When Fatima completed a year in prison, this past April, dozens of activists came together on a Zoom call to mark the day. One of them, Anuradha Banerji, described Fatima’s evolution at the protest sites, from just helping out to exhorting fellow demonstrators to chant slogans. Others, some of whom have never met Fatima but see in her situation symptoms of a deeper malaise, still go to court whenever a hearing is called in her case. “She smiles, then she walks peacefully into the court—it is a signal to us that she is okay,” Nabiya Khan, a Jawaharlal Nehru University student and one of the regular court attendees, told me. “Her parents start crying every time she disappears from view, but she says, ‘Ammi main theek hoon bilkul’ (‘Mom, I am all right’), before going in. They wave at her; she waves back at them.”
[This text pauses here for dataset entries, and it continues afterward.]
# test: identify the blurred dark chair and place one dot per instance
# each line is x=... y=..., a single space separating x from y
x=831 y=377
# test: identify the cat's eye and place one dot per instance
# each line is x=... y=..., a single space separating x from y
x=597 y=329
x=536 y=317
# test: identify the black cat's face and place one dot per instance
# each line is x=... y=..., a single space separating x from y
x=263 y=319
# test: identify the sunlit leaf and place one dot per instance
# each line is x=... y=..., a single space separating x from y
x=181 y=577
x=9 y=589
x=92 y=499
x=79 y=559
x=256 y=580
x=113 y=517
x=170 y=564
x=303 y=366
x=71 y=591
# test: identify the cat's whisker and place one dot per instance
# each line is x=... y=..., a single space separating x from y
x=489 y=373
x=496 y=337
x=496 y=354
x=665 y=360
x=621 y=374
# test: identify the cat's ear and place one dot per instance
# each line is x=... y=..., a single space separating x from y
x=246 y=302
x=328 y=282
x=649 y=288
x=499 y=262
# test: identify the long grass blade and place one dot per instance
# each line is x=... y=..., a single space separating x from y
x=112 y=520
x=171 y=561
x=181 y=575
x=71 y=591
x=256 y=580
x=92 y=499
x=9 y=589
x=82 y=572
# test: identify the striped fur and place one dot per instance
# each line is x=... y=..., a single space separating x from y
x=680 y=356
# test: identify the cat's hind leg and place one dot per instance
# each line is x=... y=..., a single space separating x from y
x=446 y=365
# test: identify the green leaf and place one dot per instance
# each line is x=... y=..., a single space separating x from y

Aqil can’t bring himself to go to court, but has seen his sister on the occasional video call she is allowed with family—COVID-19 has meant that physical meetings are no longer permitted. “She doesn’t talk that much about herself,” he told me. “She wants to know how things are at home. She never asks about what’s going on in the outside world.” He said they never talk about her case on these supervised calls, partly because he is certain she will be free soon.

“We would only worry if she had done anything wrong,” Aqil said. “How long can anyone keep an innocent person in jail?”